L’Allemagne s’inquiète de la concurrence entre DMA et sa législation nationale

L’Office fédéral de lutte contre les cartels est l’autorité de concurrence fédérale allemande. [nitpicker/Shutterstock]

Les autorités allemandes chargées de la concurrence font pression sur les géants américains de la technologie depuis l’entrée en vigueur de nouvelles règles en janvier.
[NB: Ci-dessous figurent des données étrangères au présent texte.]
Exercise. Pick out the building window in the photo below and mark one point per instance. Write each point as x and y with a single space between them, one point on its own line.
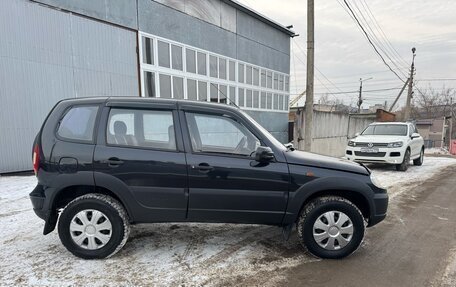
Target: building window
178 88
241 73
281 86
276 81
276 102
263 100
194 74
248 75
202 64
202 91
232 95
269 79
223 94
163 54
176 53
256 99
149 84
248 99
192 93
190 61
148 50
165 86
256 76
241 98
214 93
269 101
213 69
222 68
232 71
263 78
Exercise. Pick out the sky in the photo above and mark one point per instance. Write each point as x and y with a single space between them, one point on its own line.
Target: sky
343 54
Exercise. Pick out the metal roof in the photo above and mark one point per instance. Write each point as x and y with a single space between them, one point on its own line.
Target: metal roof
259 16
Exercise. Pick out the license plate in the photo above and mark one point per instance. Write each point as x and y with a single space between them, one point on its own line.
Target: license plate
369 150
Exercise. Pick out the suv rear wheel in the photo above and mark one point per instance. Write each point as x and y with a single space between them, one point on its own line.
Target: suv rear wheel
331 227
93 226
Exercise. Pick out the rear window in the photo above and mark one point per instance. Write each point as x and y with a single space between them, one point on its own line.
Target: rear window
78 123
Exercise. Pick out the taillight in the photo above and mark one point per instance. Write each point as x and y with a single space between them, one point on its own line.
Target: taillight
36 159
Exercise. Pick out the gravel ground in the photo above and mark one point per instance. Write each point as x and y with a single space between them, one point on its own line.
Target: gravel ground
163 254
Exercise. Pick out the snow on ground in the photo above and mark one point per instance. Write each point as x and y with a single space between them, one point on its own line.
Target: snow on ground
436 150
161 254
398 182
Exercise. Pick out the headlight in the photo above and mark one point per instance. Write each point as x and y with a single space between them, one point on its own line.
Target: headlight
395 144
376 181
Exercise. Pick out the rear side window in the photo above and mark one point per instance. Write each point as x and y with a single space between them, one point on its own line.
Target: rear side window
78 123
141 128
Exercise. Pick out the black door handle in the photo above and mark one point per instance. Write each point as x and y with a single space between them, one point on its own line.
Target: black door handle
203 167
114 161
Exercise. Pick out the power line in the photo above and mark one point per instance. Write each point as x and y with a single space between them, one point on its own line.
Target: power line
370 41
375 39
385 37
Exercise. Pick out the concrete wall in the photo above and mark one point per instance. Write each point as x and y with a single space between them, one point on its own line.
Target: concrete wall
273 122
50 55
330 132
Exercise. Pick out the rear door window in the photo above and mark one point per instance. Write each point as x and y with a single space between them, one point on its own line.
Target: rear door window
141 128
78 123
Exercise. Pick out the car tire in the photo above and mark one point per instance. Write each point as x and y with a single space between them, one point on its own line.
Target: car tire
405 162
419 161
93 226
331 227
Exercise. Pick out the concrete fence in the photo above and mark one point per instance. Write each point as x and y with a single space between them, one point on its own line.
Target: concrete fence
331 131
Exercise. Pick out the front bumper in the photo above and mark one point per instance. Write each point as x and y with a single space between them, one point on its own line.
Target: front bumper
384 155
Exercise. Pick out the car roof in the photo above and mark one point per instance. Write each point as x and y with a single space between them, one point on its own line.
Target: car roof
390 123
141 100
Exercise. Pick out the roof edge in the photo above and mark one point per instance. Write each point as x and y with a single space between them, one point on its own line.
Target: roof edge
260 17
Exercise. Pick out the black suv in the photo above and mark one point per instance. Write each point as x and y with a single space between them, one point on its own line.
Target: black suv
105 163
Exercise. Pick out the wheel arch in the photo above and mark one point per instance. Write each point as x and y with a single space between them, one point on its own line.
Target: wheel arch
355 191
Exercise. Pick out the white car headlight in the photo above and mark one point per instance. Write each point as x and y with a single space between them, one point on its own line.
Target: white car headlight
395 144
376 181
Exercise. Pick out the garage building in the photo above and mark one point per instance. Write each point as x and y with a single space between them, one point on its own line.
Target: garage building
204 50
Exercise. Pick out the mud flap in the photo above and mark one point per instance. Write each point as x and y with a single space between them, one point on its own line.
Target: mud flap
50 223
286 231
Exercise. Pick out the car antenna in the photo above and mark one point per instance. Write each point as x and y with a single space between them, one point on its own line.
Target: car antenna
228 99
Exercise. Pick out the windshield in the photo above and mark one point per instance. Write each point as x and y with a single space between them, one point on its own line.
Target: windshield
263 130
387 130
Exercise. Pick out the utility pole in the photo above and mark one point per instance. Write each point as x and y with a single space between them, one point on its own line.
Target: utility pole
410 91
310 76
360 98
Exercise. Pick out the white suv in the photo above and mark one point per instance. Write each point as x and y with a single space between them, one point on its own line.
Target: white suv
391 143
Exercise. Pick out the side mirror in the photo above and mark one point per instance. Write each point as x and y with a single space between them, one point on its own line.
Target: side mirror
264 154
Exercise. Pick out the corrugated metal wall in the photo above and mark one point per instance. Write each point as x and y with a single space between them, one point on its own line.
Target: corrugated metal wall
47 55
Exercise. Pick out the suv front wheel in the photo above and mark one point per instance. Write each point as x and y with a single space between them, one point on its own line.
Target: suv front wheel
331 227
93 226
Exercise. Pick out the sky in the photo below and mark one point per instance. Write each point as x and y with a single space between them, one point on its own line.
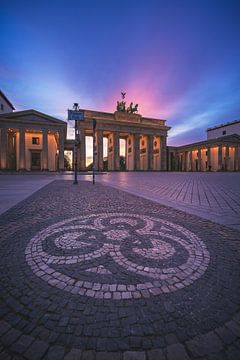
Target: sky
179 60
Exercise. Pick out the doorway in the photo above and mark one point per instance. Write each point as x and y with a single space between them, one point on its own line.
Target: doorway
35 160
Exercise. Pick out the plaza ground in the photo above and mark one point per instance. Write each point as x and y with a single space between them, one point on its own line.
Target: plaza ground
212 196
94 272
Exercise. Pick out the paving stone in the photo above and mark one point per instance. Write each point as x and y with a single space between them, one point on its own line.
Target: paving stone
205 344
134 355
156 354
55 353
176 352
102 355
10 337
88 355
37 350
225 334
22 344
4 327
73 354
158 290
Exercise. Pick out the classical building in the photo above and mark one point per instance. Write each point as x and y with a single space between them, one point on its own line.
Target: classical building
145 140
31 140
229 128
217 154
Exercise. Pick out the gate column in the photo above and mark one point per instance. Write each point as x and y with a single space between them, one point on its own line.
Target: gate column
136 139
3 153
22 149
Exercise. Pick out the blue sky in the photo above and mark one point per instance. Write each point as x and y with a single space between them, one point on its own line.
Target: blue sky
179 60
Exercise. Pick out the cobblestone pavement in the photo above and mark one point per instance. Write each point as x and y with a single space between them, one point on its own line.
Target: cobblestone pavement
15 188
91 272
213 196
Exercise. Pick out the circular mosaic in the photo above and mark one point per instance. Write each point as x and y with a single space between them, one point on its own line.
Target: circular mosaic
151 256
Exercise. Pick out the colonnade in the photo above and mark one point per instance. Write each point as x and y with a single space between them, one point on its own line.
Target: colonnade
17 137
143 151
210 158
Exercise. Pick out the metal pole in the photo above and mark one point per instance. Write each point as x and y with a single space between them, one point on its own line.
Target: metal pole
94 148
75 155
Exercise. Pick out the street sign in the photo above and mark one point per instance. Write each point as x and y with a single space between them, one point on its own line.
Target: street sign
76 115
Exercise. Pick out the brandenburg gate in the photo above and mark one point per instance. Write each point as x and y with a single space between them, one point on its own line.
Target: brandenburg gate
145 140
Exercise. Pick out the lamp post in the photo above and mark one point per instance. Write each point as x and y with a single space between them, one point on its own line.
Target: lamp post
77 115
94 149
76 144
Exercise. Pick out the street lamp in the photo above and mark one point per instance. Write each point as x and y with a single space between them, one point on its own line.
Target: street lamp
77 115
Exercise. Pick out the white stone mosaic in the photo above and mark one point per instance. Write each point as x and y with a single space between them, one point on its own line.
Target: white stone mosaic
145 239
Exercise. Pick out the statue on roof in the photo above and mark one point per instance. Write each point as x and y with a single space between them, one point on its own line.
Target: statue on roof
121 105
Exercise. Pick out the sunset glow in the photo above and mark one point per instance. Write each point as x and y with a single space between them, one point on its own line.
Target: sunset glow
178 60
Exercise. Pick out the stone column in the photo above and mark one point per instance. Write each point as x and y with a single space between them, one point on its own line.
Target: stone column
45 150
184 165
150 151
21 149
226 162
136 140
199 160
81 150
99 160
3 148
163 146
116 151
209 159
61 150
220 158
236 158
190 160
169 160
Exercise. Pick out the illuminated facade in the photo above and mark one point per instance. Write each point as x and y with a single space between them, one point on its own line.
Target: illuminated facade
30 140
145 140
219 154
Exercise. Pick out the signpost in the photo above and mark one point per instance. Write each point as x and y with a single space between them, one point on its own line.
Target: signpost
94 148
77 115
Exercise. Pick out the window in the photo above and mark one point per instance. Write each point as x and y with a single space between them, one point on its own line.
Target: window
35 141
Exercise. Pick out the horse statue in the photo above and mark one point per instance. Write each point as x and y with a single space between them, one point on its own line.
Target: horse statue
132 109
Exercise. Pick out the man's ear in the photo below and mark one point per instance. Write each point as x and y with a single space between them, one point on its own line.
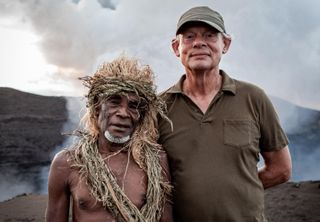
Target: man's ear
175 46
227 43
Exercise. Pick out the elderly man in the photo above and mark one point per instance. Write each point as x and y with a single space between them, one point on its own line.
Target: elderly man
220 125
116 171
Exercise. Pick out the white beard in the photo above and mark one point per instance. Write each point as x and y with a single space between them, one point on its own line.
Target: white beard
117 140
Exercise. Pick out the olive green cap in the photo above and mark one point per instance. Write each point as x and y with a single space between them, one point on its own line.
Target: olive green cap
202 14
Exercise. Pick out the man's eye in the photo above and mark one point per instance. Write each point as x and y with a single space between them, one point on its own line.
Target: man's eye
114 102
133 105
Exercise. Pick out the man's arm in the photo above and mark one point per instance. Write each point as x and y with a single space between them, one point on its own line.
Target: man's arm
58 189
277 168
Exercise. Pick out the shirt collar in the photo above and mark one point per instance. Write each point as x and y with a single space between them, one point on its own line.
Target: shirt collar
228 84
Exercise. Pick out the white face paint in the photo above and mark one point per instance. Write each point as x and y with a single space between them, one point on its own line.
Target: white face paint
117 140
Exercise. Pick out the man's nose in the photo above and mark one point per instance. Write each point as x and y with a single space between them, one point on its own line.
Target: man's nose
123 111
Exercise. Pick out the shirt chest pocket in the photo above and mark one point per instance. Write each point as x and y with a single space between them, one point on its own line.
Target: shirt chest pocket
237 132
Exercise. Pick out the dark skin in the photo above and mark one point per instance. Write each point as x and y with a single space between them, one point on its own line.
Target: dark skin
119 115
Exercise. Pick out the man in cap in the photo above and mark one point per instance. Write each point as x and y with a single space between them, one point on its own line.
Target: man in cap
116 171
220 125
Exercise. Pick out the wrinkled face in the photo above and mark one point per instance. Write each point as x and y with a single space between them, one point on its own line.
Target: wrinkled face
119 115
200 47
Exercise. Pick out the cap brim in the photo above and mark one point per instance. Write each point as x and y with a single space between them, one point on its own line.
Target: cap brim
213 25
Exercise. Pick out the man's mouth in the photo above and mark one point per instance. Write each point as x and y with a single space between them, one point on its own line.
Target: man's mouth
199 54
121 126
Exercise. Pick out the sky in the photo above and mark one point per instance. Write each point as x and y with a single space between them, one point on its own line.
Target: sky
45 45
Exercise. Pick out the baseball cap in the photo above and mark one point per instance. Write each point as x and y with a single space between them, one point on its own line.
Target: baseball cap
202 14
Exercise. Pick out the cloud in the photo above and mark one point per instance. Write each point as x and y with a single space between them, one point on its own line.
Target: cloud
275 44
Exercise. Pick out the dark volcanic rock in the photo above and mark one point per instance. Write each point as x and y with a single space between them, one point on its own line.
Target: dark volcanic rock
30 129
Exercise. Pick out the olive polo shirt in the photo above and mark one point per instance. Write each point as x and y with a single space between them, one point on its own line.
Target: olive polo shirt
213 156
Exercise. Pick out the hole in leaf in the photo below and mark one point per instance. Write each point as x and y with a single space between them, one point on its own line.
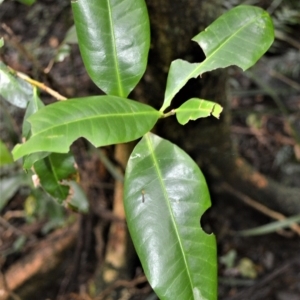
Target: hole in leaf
205 222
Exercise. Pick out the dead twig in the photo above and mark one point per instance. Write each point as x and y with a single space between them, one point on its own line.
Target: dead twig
5 289
263 209
249 292
41 86
121 283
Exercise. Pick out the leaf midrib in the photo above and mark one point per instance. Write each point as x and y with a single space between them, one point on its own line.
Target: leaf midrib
114 48
90 119
169 207
196 72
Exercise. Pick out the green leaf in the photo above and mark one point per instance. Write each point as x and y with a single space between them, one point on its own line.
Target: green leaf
35 104
5 155
8 187
13 89
103 120
165 195
114 40
239 37
71 36
54 169
194 109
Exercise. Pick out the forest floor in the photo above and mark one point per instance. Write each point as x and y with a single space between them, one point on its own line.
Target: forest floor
250 267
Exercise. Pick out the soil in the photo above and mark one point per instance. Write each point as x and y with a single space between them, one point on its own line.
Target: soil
258 267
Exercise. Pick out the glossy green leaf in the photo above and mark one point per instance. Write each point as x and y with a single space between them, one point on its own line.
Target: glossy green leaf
114 40
8 187
5 155
103 120
165 195
194 109
13 89
52 170
35 104
239 37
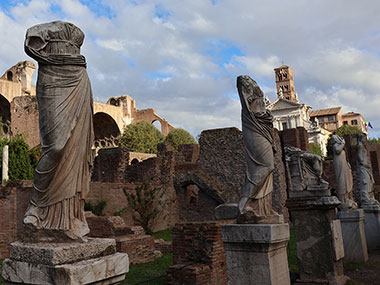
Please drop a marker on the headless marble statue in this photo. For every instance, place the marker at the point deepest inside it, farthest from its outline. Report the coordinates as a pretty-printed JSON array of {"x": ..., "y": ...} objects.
[
  {"x": 62, "y": 176},
  {"x": 343, "y": 174},
  {"x": 255, "y": 205},
  {"x": 365, "y": 174}
]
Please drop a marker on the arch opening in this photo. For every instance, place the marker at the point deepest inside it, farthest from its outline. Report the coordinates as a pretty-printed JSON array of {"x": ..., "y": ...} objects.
[{"x": 106, "y": 130}]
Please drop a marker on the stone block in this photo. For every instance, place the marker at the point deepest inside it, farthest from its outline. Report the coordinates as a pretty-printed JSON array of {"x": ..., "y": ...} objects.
[
  {"x": 226, "y": 211},
  {"x": 140, "y": 248},
  {"x": 372, "y": 227},
  {"x": 109, "y": 269},
  {"x": 256, "y": 254},
  {"x": 60, "y": 253},
  {"x": 353, "y": 233}
]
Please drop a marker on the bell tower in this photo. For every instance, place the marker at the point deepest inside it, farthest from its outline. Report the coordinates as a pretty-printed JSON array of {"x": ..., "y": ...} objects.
[{"x": 285, "y": 83}]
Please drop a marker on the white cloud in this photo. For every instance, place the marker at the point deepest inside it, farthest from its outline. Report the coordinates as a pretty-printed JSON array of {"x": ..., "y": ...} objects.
[{"x": 331, "y": 46}]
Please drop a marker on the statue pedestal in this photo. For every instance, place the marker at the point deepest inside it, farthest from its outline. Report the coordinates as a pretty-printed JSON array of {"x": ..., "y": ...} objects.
[
  {"x": 256, "y": 253},
  {"x": 95, "y": 261},
  {"x": 372, "y": 226},
  {"x": 318, "y": 239},
  {"x": 354, "y": 237}
]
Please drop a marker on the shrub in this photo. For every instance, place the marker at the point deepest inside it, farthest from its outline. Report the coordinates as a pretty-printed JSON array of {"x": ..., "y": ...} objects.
[
  {"x": 141, "y": 137},
  {"x": 177, "y": 137}
]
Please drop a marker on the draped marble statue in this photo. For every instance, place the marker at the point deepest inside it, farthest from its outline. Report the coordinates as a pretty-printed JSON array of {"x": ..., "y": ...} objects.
[
  {"x": 343, "y": 174},
  {"x": 255, "y": 204},
  {"x": 365, "y": 174},
  {"x": 305, "y": 172},
  {"x": 64, "y": 96}
]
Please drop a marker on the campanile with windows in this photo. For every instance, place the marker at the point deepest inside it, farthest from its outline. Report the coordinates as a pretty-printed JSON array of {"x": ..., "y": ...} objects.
[{"x": 285, "y": 83}]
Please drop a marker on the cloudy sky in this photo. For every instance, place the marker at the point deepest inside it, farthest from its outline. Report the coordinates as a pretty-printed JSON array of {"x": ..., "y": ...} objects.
[{"x": 182, "y": 57}]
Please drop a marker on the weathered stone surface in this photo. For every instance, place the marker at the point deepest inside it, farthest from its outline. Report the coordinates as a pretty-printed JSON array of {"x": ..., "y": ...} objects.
[
  {"x": 255, "y": 233},
  {"x": 256, "y": 254},
  {"x": 61, "y": 253},
  {"x": 317, "y": 238},
  {"x": 372, "y": 227},
  {"x": 104, "y": 270},
  {"x": 140, "y": 248},
  {"x": 226, "y": 211},
  {"x": 354, "y": 238}
]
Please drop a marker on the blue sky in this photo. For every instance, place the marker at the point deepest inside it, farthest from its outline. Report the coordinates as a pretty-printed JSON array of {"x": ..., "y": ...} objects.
[{"x": 182, "y": 57}]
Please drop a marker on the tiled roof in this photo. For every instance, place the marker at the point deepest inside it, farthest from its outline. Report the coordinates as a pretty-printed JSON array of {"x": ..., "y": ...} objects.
[{"x": 325, "y": 112}]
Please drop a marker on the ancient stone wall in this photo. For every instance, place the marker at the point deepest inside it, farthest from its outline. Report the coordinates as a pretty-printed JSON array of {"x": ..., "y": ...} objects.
[
  {"x": 14, "y": 200},
  {"x": 296, "y": 137},
  {"x": 198, "y": 255},
  {"x": 116, "y": 201},
  {"x": 24, "y": 119},
  {"x": 222, "y": 158}
]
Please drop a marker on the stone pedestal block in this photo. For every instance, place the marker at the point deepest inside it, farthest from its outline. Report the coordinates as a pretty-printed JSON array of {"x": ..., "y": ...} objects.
[
  {"x": 256, "y": 253},
  {"x": 372, "y": 226},
  {"x": 93, "y": 262},
  {"x": 319, "y": 240},
  {"x": 354, "y": 238}
]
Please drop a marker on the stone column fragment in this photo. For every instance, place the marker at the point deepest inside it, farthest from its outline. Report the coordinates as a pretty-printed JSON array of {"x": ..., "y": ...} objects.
[{"x": 256, "y": 253}]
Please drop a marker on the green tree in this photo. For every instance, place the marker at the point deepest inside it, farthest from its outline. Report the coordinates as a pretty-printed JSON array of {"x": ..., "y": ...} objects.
[
  {"x": 315, "y": 148},
  {"x": 179, "y": 136},
  {"x": 147, "y": 203},
  {"x": 141, "y": 137},
  {"x": 347, "y": 130},
  {"x": 375, "y": 140},
  {"x": 20, "y": 166}
]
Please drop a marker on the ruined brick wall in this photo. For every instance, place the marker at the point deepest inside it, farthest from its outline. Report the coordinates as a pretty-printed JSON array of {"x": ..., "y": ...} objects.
[
  {"x": 116, "y": 201},
  {"x": 296, "y": 137},
  {"x": 24, "y": 119},
  {"x": 110, "y": 164},
  {"x": 8, "y": 219},
  {"x": 279, "y": 195},
  {"x": 198, "y": 255},
  {"x": 222, "y": 158}
]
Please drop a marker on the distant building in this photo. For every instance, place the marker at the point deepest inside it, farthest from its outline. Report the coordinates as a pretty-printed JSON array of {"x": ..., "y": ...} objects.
[
  {"x": 289, "y": 113},
  {"x": 330, "y": 119},
  {"x": 355, "y": 119}
]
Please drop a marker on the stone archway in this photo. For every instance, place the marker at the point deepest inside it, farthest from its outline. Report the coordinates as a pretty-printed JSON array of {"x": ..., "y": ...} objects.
[
  {"x": 197, "y": 196},
  {"x": 106, "y": 131}
]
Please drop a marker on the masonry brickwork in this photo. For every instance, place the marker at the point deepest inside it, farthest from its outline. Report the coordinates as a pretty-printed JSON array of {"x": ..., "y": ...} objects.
[
  {"x": 198, "y": 255},
  {"x": 24, "y": 117}
]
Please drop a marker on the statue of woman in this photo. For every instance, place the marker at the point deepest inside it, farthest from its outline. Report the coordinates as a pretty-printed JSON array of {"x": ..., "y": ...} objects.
[
  {"x": 365, "y": 174},
  {"x": 64, "y": 96},
  {"x": 256, "y": 201},
  {"x": 343, "y": 174}
]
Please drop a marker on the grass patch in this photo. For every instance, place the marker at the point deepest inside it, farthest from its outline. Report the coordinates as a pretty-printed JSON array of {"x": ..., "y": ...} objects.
[
  {"x": 139, "y": 273},
  {"x": 292, "y": 253},
  {"x": 166, "y": 235}
]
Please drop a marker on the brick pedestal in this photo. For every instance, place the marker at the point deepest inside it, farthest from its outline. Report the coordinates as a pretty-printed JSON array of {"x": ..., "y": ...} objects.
[
  {"x": 198, "y": 255},
  {"x": 319, "y": 240},
  {"x": 372, "y": 226},
  {"x": 354, "y": 238}
]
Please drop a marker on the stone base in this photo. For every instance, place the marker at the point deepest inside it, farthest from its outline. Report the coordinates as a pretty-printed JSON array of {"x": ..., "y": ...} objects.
[
  {"x": 95, "y": 262},
  {"x": 226, "y": 211},
  {"x": 256, "y": 254},
  {"x": 372, "y": 227},
  {"x": 354, "y": 238},
  {"x": 319, "y": 241}
]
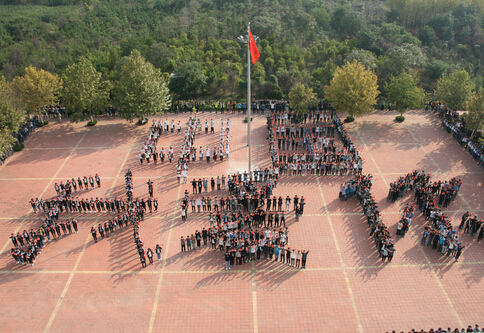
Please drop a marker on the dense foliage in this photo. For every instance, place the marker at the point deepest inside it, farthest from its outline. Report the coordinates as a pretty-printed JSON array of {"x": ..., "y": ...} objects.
[{"x": 301, "y": 41}]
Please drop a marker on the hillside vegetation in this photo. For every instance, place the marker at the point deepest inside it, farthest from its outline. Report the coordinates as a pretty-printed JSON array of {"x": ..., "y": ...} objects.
[{"x": 301, "y": 41}]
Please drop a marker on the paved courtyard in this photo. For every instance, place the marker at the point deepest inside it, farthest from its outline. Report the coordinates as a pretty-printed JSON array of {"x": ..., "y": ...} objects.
[{"x": 77, "y": 285}]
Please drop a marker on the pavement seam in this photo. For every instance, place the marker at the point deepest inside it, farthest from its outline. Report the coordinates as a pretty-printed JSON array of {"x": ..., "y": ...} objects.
[
  {"x": 415, "y": 237},
  {"x": 255, "y": 316},
  {"x": 79, "y": 257},
  {"x": 26, "y": 217},
  {"x": 165, "y": 256},
  {"x": 263, "y": 270},
  {"x": 342, "y": 264}
]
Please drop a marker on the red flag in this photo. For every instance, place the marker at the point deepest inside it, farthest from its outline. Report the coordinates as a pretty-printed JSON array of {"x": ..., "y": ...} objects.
[{"x": 254, "y": 53}]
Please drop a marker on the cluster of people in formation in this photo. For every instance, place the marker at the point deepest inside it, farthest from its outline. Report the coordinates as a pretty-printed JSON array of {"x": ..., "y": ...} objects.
[
  {"x": 244, "y": 195},
  {"x": 426, "y": 191},
  {"x": 227, "y": 106},
  {"x": 92, "y": 205},
  {"x": 321, "y": 155},
  {"x": 66, "y": 189},
  {"x": 149, "y": 150},
  {"x": 469, "y": 329},
  {"x": 403, "y": 225},
  {"x": 379, "y": 231},
  {"x": 438, "y": 232},
  {"x": 242, "y": 246},
  {"x": 188, "y": 150},
  {"x": 471, "y": 225},
  {"x": 29, "y": 244}
]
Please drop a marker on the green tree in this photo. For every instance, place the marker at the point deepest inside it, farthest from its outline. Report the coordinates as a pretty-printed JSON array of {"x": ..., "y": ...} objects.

Cependant, la loi sur les marchés numériques (le Digital Markets Act, DMA) actuellement en discussion au niveau de l’UE pourrait remplacer la section de la loi allemande qui cible les grandes technologies.

Après que l’Office fédéral des cartels a ouvert une procédure contre Apple lundi (21 juin), les « quatre grands » de la tech américaine sont désormais passés au crible par les autorités allemandes pour comportement anticoncurrentiel.

« Le fait que l’Office fédéral des cartels ait ouvert une procédure contre toutes les grandes plateformes — Google, Amazon, Facebook et Apple — montre que nous avons créé une épée très tranchante », a déclaré Falko Mohrs, un législateur social-démocrate membre de la commission de la stratégie numérique au Bundestag.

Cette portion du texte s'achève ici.